Sixteen years in, how is Medicare Part D performing and what does its future look like?
A keynote discussion at the Academy of Managed Care Pharmacy 2021 meeting looked at the past and future of the program, created by the 2003 Medicare Modernization Act, including some of the challenges it faces in a landscape of higher-cost therapies that did not exist when the benefit rolled out.
According to the Kaiser Family Foundation, 46 million of the more than 60 million people covered by Medicare were enrolled in Part D plans in 2020, which may be used in either traditional Medicare or in Medicare Advantage.
Moderator Dan Mendelson of Avalere Health asked the panelists, who all had a hand in the creation of Medicare Part D or who had a role in its implementation later, if beneficiaries today understand the program.
There is a small percentage of beneficiaries who understand how the program works, said Babette Edgar, PharmD, MBA, a senior area vice president at BluePeak Advisors, including how utilization management comes into play and every drug allowed on their formulary.
But that is not common.
“I think that for the majority of beneficiaries, I think the answer to that is no,” she said.
Cost sharing is problematic for patients on specialty drugs, and patient assistance programs run by manufacturers may not be having their intended effect and can’t be applied to those on Part D, said Kim Caldwell, RPh, of Texas Star Healthcare Consulting.
“It’s time for legislation to update the program,” said Mark McClellan, MD, PhD, director of the Duke-Margolis Center for Health Policy, noting that while there have been some bipartisan proposals around that, the topic is hard to separate from other issues such as drug prices and drug utilization.
Commercial payers have management programs to handle patients who require very expensive therapies, but Medicare does not, he said.
The panelists agreed that more innovative ways of financing therapy on the government side are needed; Mendelson noted that there is going to be a revolution in cell and genetic therapies, offering a 1-time curative treatment, as well.
For now, starting next year, CMS will allow plans to offer a second, “preferred” specialty tier with a lower cost-sharing amount; spending on specialty therapeutics accounts for more than 20% of total Part D spending, even though they are used by few beneficiaries.
But pricing at whatever the market will bear is a problem, Caldwell said.
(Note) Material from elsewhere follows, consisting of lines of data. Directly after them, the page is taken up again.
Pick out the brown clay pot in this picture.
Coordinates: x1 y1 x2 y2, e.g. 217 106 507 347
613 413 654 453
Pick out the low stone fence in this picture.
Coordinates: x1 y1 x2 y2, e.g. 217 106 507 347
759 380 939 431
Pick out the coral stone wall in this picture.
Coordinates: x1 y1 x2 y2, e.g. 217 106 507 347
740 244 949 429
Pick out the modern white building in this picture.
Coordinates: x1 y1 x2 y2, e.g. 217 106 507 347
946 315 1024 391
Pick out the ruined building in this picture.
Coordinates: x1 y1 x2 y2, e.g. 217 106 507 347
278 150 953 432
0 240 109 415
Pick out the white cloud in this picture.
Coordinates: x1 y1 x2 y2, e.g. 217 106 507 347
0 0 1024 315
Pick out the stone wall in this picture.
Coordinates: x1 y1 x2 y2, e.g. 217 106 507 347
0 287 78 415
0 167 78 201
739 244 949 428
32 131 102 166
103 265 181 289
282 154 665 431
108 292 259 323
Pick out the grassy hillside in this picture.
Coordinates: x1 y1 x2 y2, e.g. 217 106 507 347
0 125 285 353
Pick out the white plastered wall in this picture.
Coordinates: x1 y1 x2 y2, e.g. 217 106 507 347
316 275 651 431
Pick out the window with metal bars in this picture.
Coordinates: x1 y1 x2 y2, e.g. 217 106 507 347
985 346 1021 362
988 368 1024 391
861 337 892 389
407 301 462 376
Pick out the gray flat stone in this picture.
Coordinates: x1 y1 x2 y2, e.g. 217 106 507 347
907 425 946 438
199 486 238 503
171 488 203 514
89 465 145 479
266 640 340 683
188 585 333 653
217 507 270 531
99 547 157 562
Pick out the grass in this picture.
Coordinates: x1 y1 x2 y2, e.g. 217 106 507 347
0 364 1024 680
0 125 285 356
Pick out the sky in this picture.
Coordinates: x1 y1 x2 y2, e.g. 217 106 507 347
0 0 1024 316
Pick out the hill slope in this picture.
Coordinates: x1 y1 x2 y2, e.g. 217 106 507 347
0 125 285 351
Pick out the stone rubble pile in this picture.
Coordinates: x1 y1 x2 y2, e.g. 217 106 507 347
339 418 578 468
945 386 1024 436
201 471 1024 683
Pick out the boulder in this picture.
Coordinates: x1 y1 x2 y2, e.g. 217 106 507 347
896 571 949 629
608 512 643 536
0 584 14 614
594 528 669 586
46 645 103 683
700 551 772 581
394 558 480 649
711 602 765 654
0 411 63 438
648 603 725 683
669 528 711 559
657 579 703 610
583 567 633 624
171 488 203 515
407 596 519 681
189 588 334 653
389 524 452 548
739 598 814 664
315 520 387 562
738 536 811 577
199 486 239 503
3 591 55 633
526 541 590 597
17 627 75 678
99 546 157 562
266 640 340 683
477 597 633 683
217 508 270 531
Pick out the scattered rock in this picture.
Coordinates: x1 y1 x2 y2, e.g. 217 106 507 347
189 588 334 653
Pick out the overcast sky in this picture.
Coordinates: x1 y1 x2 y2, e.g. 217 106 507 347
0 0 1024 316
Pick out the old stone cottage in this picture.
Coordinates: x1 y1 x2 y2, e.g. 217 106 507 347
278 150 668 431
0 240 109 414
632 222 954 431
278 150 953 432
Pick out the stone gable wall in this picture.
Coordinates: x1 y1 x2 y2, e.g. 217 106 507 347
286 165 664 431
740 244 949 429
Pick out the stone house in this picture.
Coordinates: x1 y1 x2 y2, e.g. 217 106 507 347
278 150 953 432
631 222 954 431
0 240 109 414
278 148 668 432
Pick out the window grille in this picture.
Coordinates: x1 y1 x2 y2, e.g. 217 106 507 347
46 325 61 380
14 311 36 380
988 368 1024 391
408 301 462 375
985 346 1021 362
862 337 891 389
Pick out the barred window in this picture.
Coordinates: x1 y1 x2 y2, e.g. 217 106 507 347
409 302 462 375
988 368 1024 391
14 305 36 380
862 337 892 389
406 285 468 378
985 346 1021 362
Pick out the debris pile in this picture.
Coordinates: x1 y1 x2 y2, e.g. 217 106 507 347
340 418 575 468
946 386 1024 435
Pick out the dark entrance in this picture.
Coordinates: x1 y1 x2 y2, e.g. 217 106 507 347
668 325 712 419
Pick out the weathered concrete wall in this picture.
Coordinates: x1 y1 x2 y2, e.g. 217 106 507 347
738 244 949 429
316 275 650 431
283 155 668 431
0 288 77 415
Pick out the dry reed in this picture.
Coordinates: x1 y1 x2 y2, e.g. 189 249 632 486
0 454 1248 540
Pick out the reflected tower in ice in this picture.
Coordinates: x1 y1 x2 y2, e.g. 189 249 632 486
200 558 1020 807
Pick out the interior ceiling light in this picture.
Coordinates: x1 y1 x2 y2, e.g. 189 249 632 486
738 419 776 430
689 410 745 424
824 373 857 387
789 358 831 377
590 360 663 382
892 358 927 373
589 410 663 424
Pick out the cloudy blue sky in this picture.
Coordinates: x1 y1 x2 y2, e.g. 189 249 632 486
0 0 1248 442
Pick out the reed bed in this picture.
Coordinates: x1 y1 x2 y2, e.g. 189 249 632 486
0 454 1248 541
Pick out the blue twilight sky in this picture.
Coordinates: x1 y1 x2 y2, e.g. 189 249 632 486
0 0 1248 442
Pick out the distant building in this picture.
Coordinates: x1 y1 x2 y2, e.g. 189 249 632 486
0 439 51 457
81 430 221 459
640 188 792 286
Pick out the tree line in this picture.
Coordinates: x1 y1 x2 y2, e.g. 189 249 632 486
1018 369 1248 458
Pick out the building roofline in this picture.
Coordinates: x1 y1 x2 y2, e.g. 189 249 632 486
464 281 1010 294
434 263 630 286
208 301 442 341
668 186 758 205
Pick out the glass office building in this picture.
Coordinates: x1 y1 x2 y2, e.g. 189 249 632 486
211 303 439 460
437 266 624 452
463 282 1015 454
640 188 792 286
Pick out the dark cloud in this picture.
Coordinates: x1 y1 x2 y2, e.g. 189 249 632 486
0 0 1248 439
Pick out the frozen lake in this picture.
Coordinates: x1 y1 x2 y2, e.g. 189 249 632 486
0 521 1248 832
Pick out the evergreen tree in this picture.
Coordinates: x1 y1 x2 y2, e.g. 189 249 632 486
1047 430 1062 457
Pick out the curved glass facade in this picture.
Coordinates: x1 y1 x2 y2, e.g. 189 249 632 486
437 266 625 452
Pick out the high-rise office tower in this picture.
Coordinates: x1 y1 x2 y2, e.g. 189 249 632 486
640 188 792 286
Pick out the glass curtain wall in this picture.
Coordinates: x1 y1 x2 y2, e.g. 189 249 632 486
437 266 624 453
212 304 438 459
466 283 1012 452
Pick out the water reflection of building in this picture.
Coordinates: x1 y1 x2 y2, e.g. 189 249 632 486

So is a lack of transparency around what it costs to develop a drug, concurred Edgar.
Another problem, Mendelson said, is that the United States does not have a mechanism for requiring value assessments of new therapies, as other nations do. A value assessment could and should be done in different ways for different populations, he said.
In addition, Medicare is losing out on savings from biosimilars, he added.
“Why are we not seeing billions of dollars of savings?” Mendelson asked.
“Until the FDA will say that biosimilars are therapeutically substitutable for the [reference] products, they are nothing but another branded product,” said Caldwell.
Until physicians are educated about biosimilars, uptake won’t happen, Edgar said.
“Over the past 3 years I've done several programs where we've talked about biosimilars and why they don't prescribe biosimilars, and there's a lot of misconception and lack of education around what is a biosimilar, can you extrapolate it, can you not extrapolate it, can you substitute it, can you not?” she said. “And a lot of these physicians talked about they'd rather stay away from it, they don't understand it. So I think there's a lot of education that still needs to be done from a physician standpoint as well as issues around the interchangeability.”